Some 57 of the 276 girls abducted from the remote town in northeast Nigeria on April 14, 2014, escaped during their kidnapping, but parents of the remaining 219 accused then-President Goodluck Jonathan of not doing enough to find their daughters.
Though the abductions brought worldwide attention to the conflict, there have been no signs that the girls' release was imminent.
Amina: the first to be released
Amina Ali Darsha Nkeki, the first girl to be rescued, was found on Tuesday by soldiers working with a vigilante group near Damboa, south of Maiduguri in the remote northeast. Officials confirmed Amina was one of the 219 girls abducted from the government school in Chibok in April 2014.
The governor's comments came shortly after Amina met Nigerian President Muhammadu Buhari (pictured), who voiced fresh hope for the recovery of the more than 200 others still being held.
Buhari said he was "delighted" at her release and that the government was doing "all it can to rescue the remaining Chibok girls." He said the regime would make it a priority to allow Amina, who has a 4-month-old baby, to return to school.
Amina is said to have told her relatives at a brief reunion at the family home in Mbalala, near Chibok, that most of the girls were still in the Sambisa Forest area of Borno state, but that six had died.
After Amina was discovered, the army said it had detained a suspected Boko Haram militant called Mohammed Hayatu, who said he was her husband.
"We believe that in the coming weeks we shall recover the rest of the girls," Governor Kashim Shettima told reporters. "The military is already moving into the forest."
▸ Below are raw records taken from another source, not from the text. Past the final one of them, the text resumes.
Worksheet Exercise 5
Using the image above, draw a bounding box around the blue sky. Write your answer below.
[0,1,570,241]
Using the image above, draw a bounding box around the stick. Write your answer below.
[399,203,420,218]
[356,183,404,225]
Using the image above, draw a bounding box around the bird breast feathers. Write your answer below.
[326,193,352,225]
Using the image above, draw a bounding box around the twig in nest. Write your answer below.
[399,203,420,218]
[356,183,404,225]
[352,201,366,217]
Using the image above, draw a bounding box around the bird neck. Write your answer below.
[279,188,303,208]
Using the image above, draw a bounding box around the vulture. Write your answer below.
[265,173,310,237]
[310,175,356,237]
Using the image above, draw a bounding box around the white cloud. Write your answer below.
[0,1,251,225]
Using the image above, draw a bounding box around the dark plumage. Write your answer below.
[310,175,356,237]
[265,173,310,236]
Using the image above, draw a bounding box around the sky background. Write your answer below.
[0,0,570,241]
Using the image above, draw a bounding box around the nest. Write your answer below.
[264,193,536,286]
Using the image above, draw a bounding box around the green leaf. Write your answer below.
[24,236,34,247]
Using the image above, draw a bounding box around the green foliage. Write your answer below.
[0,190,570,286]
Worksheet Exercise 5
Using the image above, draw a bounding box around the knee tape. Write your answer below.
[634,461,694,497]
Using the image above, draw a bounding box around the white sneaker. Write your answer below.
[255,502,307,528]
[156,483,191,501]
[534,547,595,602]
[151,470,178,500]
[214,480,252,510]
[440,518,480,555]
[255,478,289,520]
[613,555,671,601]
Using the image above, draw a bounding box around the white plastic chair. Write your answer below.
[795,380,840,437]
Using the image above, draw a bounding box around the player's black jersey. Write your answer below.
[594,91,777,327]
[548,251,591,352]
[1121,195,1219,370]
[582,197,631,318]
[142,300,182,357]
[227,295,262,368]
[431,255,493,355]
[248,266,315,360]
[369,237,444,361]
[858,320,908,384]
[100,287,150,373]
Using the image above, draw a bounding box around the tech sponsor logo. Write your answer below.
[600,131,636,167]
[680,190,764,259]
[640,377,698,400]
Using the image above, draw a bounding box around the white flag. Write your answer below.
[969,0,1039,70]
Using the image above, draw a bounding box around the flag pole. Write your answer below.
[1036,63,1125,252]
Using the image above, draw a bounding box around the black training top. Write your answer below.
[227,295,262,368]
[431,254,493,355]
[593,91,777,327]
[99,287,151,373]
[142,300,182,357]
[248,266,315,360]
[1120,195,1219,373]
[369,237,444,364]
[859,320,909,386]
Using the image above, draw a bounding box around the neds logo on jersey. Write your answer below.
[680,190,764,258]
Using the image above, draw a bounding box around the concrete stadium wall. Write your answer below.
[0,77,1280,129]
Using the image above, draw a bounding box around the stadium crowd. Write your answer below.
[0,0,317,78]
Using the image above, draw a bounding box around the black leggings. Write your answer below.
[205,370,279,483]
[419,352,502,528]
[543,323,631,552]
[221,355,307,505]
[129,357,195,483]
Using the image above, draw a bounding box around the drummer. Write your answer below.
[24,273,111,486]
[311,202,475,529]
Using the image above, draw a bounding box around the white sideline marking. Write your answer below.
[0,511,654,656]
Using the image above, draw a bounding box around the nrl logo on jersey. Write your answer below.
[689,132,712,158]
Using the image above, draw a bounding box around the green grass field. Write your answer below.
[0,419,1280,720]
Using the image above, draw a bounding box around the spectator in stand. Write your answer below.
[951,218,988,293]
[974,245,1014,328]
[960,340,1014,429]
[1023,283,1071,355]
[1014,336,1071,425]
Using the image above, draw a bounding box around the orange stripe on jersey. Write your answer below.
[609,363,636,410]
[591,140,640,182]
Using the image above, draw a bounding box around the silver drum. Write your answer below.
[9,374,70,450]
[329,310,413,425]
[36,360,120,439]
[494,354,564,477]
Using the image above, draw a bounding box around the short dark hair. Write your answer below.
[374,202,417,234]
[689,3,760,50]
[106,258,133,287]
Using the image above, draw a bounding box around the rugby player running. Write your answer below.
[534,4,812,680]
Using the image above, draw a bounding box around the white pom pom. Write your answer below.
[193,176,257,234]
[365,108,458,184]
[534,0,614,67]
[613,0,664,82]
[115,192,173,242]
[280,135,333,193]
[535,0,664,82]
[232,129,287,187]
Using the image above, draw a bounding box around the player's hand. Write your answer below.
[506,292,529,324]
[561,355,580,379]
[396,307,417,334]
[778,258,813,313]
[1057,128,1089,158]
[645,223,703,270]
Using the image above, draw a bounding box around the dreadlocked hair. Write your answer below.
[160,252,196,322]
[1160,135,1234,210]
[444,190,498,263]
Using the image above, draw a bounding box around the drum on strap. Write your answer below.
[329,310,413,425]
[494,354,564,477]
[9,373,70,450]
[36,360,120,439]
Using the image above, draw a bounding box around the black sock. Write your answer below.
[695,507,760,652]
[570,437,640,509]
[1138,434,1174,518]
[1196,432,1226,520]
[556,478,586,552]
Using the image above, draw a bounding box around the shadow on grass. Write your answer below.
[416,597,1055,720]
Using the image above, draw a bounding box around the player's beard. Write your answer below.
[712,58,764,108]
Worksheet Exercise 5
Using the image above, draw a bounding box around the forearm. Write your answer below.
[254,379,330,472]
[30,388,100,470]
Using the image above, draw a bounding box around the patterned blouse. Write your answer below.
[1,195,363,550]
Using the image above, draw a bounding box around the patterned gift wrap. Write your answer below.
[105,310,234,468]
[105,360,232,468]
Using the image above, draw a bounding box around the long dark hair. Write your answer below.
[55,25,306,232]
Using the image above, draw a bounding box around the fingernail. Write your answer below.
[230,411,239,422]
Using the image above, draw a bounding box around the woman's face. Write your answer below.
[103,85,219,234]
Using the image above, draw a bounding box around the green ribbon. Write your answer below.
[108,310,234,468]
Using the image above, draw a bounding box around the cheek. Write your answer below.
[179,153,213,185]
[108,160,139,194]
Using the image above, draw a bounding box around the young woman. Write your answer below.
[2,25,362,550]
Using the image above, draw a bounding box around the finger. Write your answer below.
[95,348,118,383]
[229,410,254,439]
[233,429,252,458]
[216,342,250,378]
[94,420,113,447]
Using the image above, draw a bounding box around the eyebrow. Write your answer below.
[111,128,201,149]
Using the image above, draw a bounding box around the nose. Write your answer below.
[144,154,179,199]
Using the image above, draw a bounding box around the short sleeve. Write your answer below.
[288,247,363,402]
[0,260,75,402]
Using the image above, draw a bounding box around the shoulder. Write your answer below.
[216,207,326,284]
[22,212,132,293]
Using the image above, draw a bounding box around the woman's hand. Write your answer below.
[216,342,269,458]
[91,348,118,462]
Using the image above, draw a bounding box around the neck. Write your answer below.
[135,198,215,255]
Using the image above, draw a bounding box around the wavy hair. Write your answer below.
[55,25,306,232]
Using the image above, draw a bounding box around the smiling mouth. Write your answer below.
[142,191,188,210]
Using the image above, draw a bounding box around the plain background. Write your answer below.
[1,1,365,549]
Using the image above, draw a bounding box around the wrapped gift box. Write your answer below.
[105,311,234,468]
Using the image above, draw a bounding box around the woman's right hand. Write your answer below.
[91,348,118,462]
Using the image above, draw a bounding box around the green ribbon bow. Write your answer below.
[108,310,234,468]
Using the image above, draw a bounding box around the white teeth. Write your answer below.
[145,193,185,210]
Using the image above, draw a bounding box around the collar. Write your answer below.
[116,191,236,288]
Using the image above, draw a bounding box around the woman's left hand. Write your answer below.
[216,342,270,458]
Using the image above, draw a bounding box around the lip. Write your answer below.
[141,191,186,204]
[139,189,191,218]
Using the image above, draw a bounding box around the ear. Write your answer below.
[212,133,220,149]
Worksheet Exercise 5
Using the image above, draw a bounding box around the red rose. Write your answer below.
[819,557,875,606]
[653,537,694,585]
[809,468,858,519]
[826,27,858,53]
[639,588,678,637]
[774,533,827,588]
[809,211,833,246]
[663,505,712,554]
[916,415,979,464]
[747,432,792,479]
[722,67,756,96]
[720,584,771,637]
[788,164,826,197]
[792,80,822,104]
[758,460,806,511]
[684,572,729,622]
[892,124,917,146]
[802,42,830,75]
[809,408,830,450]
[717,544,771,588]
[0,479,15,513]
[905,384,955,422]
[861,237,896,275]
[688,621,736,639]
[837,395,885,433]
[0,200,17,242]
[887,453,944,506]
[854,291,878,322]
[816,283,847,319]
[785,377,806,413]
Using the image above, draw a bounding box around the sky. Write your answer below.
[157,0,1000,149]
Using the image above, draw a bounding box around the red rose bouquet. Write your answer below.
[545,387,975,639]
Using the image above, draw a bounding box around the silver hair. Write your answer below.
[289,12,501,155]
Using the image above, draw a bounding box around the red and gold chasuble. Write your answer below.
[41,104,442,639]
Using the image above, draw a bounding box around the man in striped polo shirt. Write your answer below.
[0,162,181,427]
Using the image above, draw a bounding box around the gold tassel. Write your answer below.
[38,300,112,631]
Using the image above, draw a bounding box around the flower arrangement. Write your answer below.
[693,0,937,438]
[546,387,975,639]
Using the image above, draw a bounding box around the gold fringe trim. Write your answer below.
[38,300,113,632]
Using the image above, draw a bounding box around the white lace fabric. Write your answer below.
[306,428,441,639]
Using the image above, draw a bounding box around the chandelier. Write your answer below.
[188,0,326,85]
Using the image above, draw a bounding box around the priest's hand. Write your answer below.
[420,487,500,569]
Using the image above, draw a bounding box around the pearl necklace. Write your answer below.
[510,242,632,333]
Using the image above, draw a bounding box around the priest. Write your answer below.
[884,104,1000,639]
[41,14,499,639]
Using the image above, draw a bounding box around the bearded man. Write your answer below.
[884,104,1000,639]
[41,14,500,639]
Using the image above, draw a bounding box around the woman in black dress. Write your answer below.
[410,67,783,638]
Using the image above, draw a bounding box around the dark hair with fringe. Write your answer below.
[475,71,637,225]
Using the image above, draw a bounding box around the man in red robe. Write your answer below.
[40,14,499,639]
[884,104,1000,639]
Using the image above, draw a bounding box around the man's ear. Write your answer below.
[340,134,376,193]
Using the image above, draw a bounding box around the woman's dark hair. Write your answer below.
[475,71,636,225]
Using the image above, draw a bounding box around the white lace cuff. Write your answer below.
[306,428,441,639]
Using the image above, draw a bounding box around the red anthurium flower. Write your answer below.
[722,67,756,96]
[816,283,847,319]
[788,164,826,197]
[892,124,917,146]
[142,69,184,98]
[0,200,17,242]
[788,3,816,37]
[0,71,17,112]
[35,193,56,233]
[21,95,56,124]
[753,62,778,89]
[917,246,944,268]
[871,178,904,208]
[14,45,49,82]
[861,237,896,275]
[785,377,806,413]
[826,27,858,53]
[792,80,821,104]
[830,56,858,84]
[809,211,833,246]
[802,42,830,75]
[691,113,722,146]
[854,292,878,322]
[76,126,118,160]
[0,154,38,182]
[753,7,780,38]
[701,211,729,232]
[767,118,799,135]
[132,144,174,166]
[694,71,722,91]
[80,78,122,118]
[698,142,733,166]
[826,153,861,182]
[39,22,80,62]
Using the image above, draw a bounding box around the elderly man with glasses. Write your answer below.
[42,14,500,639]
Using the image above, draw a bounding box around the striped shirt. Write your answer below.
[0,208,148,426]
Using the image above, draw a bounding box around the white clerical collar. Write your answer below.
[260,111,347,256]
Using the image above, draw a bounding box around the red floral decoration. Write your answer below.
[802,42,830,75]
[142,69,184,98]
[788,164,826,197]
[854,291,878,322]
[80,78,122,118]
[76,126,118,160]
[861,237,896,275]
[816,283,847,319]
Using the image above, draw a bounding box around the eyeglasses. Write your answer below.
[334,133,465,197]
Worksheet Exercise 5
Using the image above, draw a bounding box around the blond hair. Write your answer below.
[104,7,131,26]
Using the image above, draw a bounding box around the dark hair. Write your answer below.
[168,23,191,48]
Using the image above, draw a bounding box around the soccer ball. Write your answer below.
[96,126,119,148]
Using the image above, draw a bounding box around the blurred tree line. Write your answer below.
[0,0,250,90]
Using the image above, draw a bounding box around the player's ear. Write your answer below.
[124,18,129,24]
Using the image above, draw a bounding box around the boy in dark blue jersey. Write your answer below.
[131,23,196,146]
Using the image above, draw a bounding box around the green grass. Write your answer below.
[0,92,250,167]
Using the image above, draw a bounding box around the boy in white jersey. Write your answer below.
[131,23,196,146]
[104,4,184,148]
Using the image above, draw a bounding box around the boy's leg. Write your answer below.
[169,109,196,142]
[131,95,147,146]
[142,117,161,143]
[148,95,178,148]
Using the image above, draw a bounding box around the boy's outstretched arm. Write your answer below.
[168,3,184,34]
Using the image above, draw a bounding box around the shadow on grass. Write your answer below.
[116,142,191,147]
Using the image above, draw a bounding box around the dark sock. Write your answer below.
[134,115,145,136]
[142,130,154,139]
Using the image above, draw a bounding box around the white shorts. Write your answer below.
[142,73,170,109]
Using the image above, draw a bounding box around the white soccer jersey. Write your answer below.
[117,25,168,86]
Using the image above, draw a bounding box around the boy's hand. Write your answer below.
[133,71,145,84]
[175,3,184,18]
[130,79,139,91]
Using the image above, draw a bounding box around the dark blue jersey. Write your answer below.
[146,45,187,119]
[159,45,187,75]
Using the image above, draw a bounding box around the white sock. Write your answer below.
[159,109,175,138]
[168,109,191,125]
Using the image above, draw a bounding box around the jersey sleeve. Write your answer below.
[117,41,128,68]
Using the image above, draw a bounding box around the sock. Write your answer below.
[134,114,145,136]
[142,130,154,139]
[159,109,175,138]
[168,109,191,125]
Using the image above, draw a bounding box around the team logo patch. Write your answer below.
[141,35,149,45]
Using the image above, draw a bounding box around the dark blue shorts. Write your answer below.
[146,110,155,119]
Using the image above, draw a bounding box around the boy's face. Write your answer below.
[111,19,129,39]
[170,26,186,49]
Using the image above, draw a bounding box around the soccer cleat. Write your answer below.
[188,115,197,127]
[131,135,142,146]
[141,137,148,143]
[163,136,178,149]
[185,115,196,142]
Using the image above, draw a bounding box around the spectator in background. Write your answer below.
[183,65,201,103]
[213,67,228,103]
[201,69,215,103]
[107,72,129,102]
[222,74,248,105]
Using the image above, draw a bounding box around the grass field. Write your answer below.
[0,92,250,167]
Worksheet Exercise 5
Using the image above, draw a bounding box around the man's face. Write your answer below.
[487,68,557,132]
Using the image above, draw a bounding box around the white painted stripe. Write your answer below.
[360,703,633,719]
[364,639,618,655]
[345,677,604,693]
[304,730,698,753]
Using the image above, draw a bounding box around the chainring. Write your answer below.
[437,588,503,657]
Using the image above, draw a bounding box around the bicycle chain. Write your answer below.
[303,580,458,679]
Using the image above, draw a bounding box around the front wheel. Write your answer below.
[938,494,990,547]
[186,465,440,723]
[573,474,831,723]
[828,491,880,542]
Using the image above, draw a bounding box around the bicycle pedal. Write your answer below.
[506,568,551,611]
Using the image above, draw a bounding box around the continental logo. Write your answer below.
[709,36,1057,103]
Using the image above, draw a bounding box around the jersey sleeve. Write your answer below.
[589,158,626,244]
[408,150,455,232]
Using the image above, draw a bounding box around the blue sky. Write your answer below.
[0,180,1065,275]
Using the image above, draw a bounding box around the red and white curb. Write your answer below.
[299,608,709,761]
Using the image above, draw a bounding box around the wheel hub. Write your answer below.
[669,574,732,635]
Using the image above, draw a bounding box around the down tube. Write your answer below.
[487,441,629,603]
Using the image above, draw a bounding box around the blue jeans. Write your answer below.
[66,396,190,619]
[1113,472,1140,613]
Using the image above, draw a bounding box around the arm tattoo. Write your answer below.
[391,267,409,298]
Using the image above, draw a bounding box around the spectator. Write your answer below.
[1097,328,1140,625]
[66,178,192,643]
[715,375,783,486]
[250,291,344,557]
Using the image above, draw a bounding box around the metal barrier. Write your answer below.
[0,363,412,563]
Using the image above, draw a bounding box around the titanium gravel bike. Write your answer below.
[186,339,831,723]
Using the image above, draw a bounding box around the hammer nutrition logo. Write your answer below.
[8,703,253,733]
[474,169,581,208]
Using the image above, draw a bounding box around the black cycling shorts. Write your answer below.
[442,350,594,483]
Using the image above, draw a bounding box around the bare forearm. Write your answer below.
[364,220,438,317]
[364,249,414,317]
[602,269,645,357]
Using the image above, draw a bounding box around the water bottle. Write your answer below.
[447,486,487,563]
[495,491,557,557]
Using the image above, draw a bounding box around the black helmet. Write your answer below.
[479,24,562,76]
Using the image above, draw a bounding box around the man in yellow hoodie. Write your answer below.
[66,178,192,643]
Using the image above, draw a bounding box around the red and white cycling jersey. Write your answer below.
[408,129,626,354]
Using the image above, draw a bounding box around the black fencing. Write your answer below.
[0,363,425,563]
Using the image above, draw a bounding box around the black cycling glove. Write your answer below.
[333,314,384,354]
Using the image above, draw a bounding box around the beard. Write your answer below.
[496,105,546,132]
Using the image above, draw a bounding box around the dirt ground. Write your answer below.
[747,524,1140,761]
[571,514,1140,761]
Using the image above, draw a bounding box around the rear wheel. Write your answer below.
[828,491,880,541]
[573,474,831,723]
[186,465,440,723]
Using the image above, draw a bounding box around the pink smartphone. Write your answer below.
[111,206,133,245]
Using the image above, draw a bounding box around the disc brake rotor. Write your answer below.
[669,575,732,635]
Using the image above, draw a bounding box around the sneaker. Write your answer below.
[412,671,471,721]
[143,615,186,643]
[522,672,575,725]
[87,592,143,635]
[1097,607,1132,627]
The governor of Borno state - in which Chibok is located - said the army was drawing up plans and moving into a Boko Haram forest stronghold in a bid to rescue the remaining girls.
Insurgency goes on
Boko Haram has been waging a seven-year insurgency to set up an Islamic state in the area. The jihadist group - which last year pledged loyalty to the so-called "Islamic State" (IS) - still regularly stages suicide bombings and has used kidnapping as a weapon of war in the conflict, which has killed at least 20,000 people, forced 2.6 million from their homes and devastated the northeast since 2009.
More than 15,000 people have been killed and 2 million displaced in Nigeria and neighboring Chad, Niger and Cameroon during the insurgency.
Northern Nigeria, which is largely Muslim, is deeply conservative, and kidnap victims have reportedly been shunned on their return home.